Auth Flows

Current supported flows

The current frontend auth surface is aligned with the active Laravel backend contract.

Supported flows:

• password login
• register
• forgot password
• reset password
• TOTP-based 2FA setup / enable / disable
• token-backed session bootstrap after login or registration

Key files:

• src/service/api/auth.ts
• src/store/modules/auth/index.ts
• src/views/_builtin/login/index.vue
• src/views/_builtin/login/modules/pwd-login.vue
• src/views/_builtin/login/modules/register.vue
• src/views/_builtin/login/modules/reset-pwd.vue

Intentional placeholders

These are not represented as real backend-backed flows yet:

• code-login
• bind-wechat

Those modules remain explicit placeholders until a real backend contract exists.
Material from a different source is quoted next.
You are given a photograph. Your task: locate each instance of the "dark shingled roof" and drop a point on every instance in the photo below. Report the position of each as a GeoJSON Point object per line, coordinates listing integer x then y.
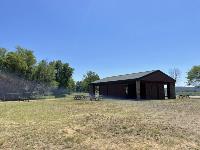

They are disabled by default and should not be documented or marketed as supported auth methods.

To expose them intentionally, set:

• VITE_LOGIN_CODE_LOGIN_ENABLED=Y
• VITE_LOGIN_BIND_WECHAT_ENABLED=Y

Validation model

API-backed auth forms use the shared server-validation path:

• request config handleValidationErrorLocally: true
• useNaiveForm()
• field-level replay through applyServerValidation(error)

That keeps the auth UI backend-neutral while still supporting structured Laravel validation errors.

Login flow behavior

The login store returns explicit states such as:

• success
• 2fa_required
• validation_error
• error

This keeps the page layer thin and prevents login UI state from being inferred from raw response codes inside components.

Pairing rule

The intended backend pair is:

• obsidian-admin-laravel/docs/compatibility-matrix.md

When the backend auth contract changes, regenerate types first and treat the auth UI as contract-sensitive code.

Testing coverage

Representative coverage exists in:

• tests/e2e/auth-flows.spec.ts
• tests/vue/pwd-login.spec.ts

For real auth changes, pnpm check:ci is the minimum trustworthy gate.